Bouton retour bloqué : Google sanctionne désormais les sites qui empêchent vos visiteurs de repartir

Vous cliquez sur "Retour" et rien ne se passe — ou pire, vous vous retrouvez sur une page que vous n'avez jamais demandée. Cette technique, appelée détournement du bouton Retour, est désormais officiellement dans le viseur de Google. Depuis le 13 avril 2026, elle est classée comme une infraction aux règles anti-spam, avec des sanctions à la clé dès le 15 juin 2026. Ce que ça change pour vous — et comment vous mettre en conformité.


  • Dernière modification
    29 avril 2026
  • 6 minutes de lecture

C'est quoi le détournement du bouton Retour ?

Le bouton Retour du navigateur est l'un des réflexes les plus instinctifs sur le web. On clique dessus pour revenir là d'où l'on vient — les résultats Google, la page précédente, l'article qu'on lisait. Son fonctionnement est une convention implicite que tout internaute comprend sans qu'on la lui explique.

Le détournement du bouton Retour (ou "back-button hijacking" en anglais — littéralement "piratage du bouton Retour") consiste à briser cette convention. Concrètement, un site manipule l'historique de navigation du navigateur pour que le bouton Retour ne fasse pas ce que l'utilisateur attend. Au lieu de revenir à la page précédente, l'internaute peut :

  • être redirigé vers une page qu'il n'a jamais visitée,
  • se retrouver bloqué en boucle sur le même site,
  • voir apparaître des publicités ou des recommandations non sollicitées,
  • tout simplement être empêché de quitter le site normalement.

Techniquement, cette manipulation repose sur la modification de l'historique du navigateur via du JavaScript — notamment avec les méthodes history.pushState() ou history.replaceState() — pour insérer ou remplacer des pages dans l'historique de navigation à l'insu de l'utilisateur.

Ce n'est pas une technique récente. Mais Google constate une augmentation notable de ce comportement, ce qui a motivé la décision de l'inscrire explicitement dans ses règles.

Pourquoi Google prend des mesures maintenant ?

Google l'indique clairement dans son annonce officielle du 13 avril 2026 : quand un utilisateur clique sur le bouton Retour, son intention est sans ambiguïté. Tout ce qui contrevient à cette intention est perçu comme une pratique trompeuse.

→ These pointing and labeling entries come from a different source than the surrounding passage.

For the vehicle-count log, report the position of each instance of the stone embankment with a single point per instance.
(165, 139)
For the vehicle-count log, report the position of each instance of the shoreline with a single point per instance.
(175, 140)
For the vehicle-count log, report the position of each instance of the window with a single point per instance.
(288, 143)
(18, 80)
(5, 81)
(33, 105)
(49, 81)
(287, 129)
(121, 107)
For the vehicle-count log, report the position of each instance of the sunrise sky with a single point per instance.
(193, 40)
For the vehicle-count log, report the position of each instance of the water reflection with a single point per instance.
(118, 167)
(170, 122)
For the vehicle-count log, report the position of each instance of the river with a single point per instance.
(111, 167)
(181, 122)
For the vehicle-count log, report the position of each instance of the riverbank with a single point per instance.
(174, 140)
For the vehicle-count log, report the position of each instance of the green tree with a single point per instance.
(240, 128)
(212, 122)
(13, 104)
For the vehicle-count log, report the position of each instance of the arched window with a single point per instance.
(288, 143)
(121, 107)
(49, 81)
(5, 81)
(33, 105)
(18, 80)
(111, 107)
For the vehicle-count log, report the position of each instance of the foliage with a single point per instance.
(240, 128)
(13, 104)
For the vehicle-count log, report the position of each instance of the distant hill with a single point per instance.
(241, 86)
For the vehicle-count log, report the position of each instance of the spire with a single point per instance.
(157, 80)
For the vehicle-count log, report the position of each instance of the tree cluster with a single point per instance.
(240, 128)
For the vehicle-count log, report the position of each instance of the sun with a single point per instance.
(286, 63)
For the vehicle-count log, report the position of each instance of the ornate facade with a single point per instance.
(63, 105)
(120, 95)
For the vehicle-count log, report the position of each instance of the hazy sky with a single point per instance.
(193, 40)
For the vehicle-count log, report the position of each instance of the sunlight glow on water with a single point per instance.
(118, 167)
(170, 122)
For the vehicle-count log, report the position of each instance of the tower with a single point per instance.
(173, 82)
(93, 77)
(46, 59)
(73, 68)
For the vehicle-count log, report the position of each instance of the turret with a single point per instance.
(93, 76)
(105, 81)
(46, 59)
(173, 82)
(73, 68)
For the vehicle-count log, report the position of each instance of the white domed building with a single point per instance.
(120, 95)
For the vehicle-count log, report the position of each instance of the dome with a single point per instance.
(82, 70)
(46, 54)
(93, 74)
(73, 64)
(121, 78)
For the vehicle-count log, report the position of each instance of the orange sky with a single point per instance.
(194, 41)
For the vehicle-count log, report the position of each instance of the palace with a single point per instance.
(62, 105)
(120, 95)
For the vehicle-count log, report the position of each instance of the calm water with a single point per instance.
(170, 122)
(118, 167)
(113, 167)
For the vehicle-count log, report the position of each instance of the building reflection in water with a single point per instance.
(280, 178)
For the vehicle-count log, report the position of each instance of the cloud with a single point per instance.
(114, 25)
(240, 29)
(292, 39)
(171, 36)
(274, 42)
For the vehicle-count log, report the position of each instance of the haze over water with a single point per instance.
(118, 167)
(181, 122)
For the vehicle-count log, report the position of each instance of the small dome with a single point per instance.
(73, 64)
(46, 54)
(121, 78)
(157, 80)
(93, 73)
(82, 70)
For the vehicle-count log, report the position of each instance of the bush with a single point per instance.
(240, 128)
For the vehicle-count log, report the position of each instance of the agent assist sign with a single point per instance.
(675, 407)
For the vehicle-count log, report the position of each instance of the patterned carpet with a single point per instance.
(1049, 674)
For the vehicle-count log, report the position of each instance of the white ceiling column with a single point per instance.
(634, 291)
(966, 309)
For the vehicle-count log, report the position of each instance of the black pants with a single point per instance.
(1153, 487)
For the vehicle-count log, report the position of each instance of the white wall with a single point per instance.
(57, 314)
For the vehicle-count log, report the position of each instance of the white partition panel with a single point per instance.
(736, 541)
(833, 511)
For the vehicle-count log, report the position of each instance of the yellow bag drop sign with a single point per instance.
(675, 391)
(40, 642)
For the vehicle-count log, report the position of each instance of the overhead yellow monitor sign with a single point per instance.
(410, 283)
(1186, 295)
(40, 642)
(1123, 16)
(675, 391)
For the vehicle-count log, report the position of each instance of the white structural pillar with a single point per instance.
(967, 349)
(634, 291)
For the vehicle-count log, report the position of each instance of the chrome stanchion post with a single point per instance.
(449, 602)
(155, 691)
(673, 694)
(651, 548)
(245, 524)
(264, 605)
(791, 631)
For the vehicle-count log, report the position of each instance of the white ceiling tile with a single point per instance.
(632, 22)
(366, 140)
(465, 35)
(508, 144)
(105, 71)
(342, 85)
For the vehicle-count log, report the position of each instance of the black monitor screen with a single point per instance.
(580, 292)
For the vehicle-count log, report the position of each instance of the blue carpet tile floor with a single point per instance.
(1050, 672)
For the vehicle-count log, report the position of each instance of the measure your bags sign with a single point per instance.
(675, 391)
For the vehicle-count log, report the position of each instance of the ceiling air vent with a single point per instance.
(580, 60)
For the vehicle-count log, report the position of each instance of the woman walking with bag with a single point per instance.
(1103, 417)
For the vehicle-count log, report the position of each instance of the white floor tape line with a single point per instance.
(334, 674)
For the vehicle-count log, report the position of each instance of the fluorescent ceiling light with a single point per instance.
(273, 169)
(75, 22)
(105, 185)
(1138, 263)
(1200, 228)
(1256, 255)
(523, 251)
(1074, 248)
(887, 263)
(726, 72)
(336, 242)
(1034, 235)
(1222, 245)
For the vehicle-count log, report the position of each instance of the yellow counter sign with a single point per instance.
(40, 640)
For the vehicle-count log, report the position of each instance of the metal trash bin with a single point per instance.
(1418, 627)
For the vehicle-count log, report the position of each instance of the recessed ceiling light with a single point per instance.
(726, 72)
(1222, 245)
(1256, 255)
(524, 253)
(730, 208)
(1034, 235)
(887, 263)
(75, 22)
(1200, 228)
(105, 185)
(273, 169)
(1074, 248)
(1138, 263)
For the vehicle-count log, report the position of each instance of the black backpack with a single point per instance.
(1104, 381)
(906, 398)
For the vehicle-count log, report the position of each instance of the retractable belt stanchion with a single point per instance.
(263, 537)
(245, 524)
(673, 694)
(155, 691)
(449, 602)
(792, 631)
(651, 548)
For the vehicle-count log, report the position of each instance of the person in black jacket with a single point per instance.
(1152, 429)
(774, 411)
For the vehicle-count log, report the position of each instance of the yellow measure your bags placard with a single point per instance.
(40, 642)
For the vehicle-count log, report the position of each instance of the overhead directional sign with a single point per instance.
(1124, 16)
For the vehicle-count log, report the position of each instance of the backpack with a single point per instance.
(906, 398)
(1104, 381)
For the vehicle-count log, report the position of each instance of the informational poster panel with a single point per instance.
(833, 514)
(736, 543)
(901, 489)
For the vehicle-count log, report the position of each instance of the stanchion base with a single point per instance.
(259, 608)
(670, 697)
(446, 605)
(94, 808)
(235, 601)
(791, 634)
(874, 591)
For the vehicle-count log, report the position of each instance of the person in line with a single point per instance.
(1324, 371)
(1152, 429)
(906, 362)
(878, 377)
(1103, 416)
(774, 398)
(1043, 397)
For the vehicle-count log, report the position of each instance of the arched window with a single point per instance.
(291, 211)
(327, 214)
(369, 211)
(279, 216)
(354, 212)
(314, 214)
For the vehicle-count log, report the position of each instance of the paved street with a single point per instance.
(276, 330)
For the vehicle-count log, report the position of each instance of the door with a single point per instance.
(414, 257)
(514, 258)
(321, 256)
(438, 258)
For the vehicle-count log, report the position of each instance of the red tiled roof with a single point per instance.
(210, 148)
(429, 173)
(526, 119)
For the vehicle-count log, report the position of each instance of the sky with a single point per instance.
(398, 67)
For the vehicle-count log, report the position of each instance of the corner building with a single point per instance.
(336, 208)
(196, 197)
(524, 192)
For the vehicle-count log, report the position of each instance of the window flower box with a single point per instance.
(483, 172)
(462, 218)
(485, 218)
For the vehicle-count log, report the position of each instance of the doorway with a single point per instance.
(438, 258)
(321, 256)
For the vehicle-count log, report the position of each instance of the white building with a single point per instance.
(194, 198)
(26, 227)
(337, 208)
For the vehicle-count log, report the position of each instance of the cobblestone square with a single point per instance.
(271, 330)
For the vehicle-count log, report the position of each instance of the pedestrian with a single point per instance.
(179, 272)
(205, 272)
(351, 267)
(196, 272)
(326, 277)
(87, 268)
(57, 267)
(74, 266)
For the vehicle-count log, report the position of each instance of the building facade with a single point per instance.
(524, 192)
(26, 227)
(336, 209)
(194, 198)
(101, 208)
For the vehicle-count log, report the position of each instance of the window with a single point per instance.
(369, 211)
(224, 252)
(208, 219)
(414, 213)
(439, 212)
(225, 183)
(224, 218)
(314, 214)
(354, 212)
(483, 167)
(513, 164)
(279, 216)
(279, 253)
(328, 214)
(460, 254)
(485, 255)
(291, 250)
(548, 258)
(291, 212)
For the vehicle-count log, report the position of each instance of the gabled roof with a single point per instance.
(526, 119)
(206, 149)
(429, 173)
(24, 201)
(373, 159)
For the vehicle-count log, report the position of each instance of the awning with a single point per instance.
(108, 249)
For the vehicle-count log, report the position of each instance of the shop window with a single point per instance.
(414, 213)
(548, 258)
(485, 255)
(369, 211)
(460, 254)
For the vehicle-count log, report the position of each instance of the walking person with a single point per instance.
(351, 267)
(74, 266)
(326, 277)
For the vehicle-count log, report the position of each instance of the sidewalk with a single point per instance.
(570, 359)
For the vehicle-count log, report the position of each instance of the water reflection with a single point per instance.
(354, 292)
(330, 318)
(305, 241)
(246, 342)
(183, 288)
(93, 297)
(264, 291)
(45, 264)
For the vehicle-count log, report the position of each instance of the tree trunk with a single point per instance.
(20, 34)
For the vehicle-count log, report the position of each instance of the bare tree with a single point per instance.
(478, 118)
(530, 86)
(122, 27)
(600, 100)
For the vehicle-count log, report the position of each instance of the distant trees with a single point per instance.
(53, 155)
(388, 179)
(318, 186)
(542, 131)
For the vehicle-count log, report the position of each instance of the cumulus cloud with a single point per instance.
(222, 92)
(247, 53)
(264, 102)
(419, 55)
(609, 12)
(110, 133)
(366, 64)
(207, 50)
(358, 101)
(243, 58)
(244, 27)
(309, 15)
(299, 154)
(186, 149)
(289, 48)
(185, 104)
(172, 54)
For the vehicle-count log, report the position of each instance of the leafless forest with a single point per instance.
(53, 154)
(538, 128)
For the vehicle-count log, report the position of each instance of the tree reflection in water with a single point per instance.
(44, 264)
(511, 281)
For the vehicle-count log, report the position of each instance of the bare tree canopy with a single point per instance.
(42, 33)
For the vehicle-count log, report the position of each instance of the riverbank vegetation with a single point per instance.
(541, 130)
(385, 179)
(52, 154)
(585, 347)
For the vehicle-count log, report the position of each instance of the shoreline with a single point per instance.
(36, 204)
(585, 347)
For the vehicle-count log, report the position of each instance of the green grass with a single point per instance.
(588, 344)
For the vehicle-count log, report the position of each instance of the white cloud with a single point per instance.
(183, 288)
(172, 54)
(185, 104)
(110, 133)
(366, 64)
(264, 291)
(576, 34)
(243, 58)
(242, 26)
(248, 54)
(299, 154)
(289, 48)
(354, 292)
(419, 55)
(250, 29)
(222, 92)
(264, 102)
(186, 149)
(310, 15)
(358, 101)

Le message de l'équipe Google Search Quality est direct : les utilisateurs qui vivent cette expérience se sentent manipulés. Résultat ? Ils deviennent plus méfiants vis-à-vis des sites inconnus, ce qui nuit à l'ensemble de l'écosystème web.

La pratique est désormais officiellement classée dans la catégorie des pratiques malveillantes des règles concernant le spam de Google. Cette catégorie vise les comportements qui "créent un décalage entre les attentes des utilisateurs et le résultat réel" — ce qui décrit parfaitement le détournement du bouton Retour.

Google précise également qu'il avait déjà, par le passé, signalé que l'insertion de pages trompeuses dans l'historique de navigation était contraire à ses essentiels de la recherche. La nouveauté, c'est que le détournement du bouton Retour est désormais une infraction explicite et nommée, avec des actions spécifiques prévues.

Quelles sanctions pour votre site ?

Google a choisi de publier cette règle avec deux mois d'avance sur son entrée en vigueur — le 15 juin 2026 — pour laisser aux propriétaires de sites le temps de faire le ménage. C'est un signal positif : il ne s'agit pas d'une punition surprise, mais d'un avertissement clair avant application.

Passé cette date, les sites qui pratiquent le détournement du bouton Retour s'exposent à deux types de sanctions :

  • Une action manuelle pour cause de spam : un membre de l'équipe Google Search Quality examine le site et applique une pénalité manuelle. Cette pénalité est visible dans la Search Console et peut fortement dégrader le positionnement dans les résultats de recherche.
  • Une rétrogradation automatique : les algorithmes de Google détectent la pratique et abaissent automatiquement le classement du site, sans intervention humaine. Ce type de pénalité est moins visible mais tout aussi impactant sur le trafic organique.

La bonne nouvelle : si votre site a été touché par une action manuelle et que vous avez corrigé le problème, vous pouvez soumettre une demande de réexamen via la Search Console. Google réévaluera alors votre site.

Qui est concerné concrètement ?

Première réaction habituelle : "ça ne me concerne pas, je ne fais pas ce genre de choses". Mais la réalité est plus nuancée. Google le signale lui-même dans son annonce : certains cas de détournement peuvent venir de bibliothèques tierces ou de plateformes publicitaires intégrées à votre site — et non de votre propre code.

Voici les situations à risque les plus courantes :

  • Les sites à fort volume publicitaire : certains réseaux publicitaires ou scripts de monétisation insèrent des pages dans l'historique du navigateur pour maximiser les impressions. Si vous monétisez votre site avec des régies publicitaires, vérifiez leurs pratiques.
  • Les sites e-commerce avec des tunnels de conversion : certaines solutions cherchent à maintenir l'utilisateur dans un processus d'achat en manipulant le bouton Retour. Ce qui peut sembler une optimisation UX est en réalité une pratique sanctionnable.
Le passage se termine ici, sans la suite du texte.